Das grundlegende Programm wirksamer inklusiver Bildung wird im wissenschaftlichen Programm der „evidenzbasierten Praxis“ fassbar (Gable et al., 2012; Hillenbrand, 2015; Nußbeck, 2007). Der Begriff „evidence based“ gilt als Qualitätskriterium wirksamer Maßnahmen, sei es in pädagogischen, psychologischen oder medizinischen Kontexten. Es „ist der gewissenhafte, ausdrückliche und vernünftige Gebrauch der gegenwärtig besten externen, wissenschaftlichen Evidenz für Entscheidungen in der medizinischen Versorgung individueller Patienten. Die Praxis der EbM bedeutet die Integration individueller klinischer Expertise mit der bestverfügbaren externen Evidenz aus systematischer Forschung“ (Sackett et al. 1997, S. 644). Auf pädagogisches und sonderpädagogisches Handeln transferiert (Odom et al., 2005) meint dieser Ansatz, die an den Praxisbedingungen orientierte Verbindung von professioneller Analyse der Situation mit Maßnahmen, deren Wirksamkeit durch anspruchsvolle wissenschaftliche Forschung belegt wurde (Grünke, 2006; Hillenbrand, 2014; Nußbeck, 2007; Walter, 2002).
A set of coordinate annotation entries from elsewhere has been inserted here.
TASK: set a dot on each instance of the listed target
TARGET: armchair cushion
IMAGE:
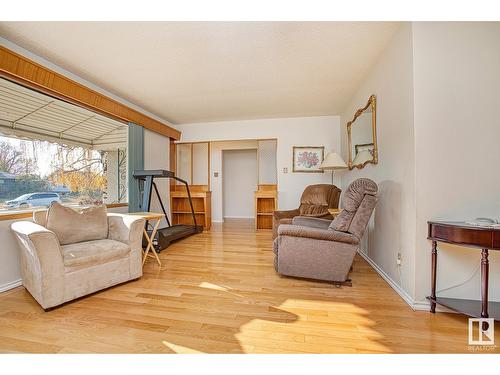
(91, 253)
(71, 226)
(355, 195)
(316, 234)
(312, 222)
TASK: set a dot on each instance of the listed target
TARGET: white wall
(157, 156)
(289, 132)
(457, 133)
(239, 182)
(392, 229)
(437, 90)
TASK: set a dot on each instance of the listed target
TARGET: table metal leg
(484, 285)
(148, 247)
(153, 233)
(433, 276)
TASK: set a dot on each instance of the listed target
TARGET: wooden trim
(27, 214)
(115, 205)
(26, 72)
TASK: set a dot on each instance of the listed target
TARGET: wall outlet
(398, 259)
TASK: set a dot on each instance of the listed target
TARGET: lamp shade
(332, 162)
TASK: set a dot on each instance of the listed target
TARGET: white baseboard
(10, 285)
(402, 293)
(415, 305)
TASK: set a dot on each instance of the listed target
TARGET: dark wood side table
(463, 234)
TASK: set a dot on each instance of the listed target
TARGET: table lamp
(333, 162)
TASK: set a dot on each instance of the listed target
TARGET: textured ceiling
(211, 71)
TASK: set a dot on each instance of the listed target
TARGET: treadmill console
(157, 173)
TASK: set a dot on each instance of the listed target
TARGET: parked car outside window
(33, 200)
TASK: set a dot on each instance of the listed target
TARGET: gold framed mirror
(362, 136)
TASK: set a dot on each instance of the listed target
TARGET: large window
(54, 151)
(35, 173)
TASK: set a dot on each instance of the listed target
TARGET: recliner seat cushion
(91, 253)
(71, 226)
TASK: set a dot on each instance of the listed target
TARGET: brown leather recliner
(314, 202)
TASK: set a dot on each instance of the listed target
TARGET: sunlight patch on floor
(313, 330)
(179, 349)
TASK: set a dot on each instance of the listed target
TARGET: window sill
(29, 213)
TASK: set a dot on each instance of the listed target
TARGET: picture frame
(367, 146)
(307, 159)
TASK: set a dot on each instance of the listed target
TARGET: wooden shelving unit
(181, 211)
(266, 202)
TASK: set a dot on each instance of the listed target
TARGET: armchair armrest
(42, 265)
(316, 233)
(286, 214)
(311, 222)
(128, 229)
(125, 228)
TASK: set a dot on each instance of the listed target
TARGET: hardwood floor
(217, 292)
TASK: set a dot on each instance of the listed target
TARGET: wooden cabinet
(181, 210)
(266, 202)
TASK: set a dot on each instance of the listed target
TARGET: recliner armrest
(286, 214)
(316, 233)
(311, 222)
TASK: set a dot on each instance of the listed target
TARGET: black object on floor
(164, 236)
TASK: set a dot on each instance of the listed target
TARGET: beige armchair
(56, 271)
(324, 249)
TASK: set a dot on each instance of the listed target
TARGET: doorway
(239, 182)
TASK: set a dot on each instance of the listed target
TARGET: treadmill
(164, 236)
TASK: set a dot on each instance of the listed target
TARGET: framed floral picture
(307, 159)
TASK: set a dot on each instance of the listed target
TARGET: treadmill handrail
(162, 173)
(189, 198)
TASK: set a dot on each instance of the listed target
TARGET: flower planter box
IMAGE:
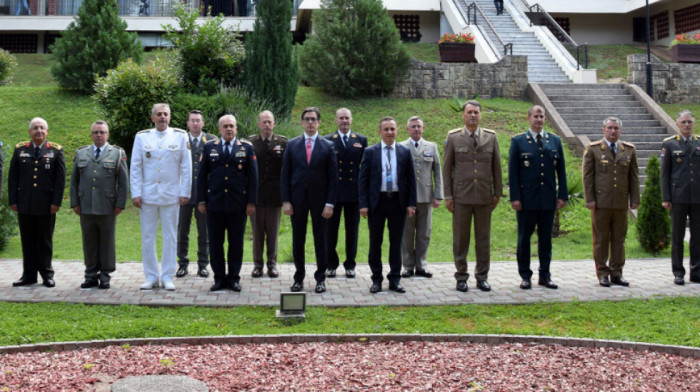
(684, 53)
(457, 53)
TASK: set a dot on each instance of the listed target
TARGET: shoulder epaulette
(54, 145)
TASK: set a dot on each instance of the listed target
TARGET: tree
(95, 42)
(356, 50)
(210, 55)
(653, 223)
(272, 69)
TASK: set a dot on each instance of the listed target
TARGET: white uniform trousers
(149, 230)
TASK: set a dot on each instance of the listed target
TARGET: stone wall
(672, 82)
(506, 78)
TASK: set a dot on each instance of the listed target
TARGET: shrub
(7, 64)
(94, 43)
(127, 93)
(653, 223)
(356, 49)
(210, 55)
(272, 69)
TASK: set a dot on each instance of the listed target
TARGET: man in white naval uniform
(161, 178)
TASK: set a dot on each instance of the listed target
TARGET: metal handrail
(492, 38)
(540, 17)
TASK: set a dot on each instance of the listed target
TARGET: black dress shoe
(320, 287)
(462, 286)
(483, 285)
(89, 284)
(181, 271)
(547, 283)
(23, 282)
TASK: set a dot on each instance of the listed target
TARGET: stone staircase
(541, 65)
(583, 107)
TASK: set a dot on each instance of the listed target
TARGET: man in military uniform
(265, 221)
(611, 186)
(473, 186)
(416, 237)
(161, 179)
(195, 123)
(98, 193)
(537, 179)
(680, 189)
(35, 187)
(349, 147)
(227, 191)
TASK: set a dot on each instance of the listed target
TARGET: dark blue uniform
(227, 184)
(349, 156)
(537, 178)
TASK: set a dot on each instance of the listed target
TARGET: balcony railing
(156, 8)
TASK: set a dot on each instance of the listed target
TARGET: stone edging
(362, 338)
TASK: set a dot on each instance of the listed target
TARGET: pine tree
(272, 69)
(94, 42)
(356, 50)
(653, 223)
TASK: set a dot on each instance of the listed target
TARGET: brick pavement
(576, 280)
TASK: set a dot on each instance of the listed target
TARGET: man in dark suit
(680, 189)
(35, 187)
(227, 189)
(349, 147)
(98, 190)
(537, 179)
(610, 188)
(269, 150)
(309, 184)
(387, 195)
(195, 124)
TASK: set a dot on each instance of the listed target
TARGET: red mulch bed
(374, 366)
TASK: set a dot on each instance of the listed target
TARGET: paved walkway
(576, 280)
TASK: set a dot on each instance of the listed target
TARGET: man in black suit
(387, 194)
(309, 182)
(35, 187)
(349, 147)
(227, 189)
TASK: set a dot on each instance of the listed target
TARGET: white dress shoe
(149, 285)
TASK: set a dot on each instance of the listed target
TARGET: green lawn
(665, 320)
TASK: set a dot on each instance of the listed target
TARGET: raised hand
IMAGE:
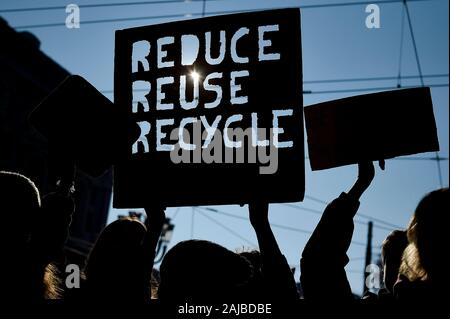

Legt man diese Kriterien an pädagogisches und sonderpädagogisches Handeln an, dann werden zahlreiche Maßnahmen, die als gute Praxis gelten, fragwürdig. Viele Verfahren wurden bisher nicht wissenschaftlich evaluiert, bei anderen belegen Studien das Fehlen der Wirksamkeit, so schon Walter (2002). Das Wissen von (angehenden) Lehrkräften, auch der Sonderpädagogik, über die Wirksamkeit von Maßnahmen ist sehr eingeschränkt (Grosche & Grünke, 2008, Runow & Borchert, 2003), obwohl es wertvolle Chancen für die erfolgreiche Bewältigung von Aufgaben inklusiver Bildung bietet (Gable et al., 2012). Aufgrund der wissenschaftlichen Bemühungen in den letzten Jahren bestehen inzwischen auch im deutschen Sprachraum sehr gute Informationsmöglichkeiten, die einen fundierten Überblick wirksamer Verfahren bieten (Gold, 2011; Grüne Liste Prävention; Grünke, 2006; Hattie, 2013, 2014; Walter, 2002; Wember, 2015). An den zentralen Bereichen der Unterstützung bei Lern- und Verhaltensschwierigkeiten können die grundlegend wirksamen Ansätze knapp skizziert werden.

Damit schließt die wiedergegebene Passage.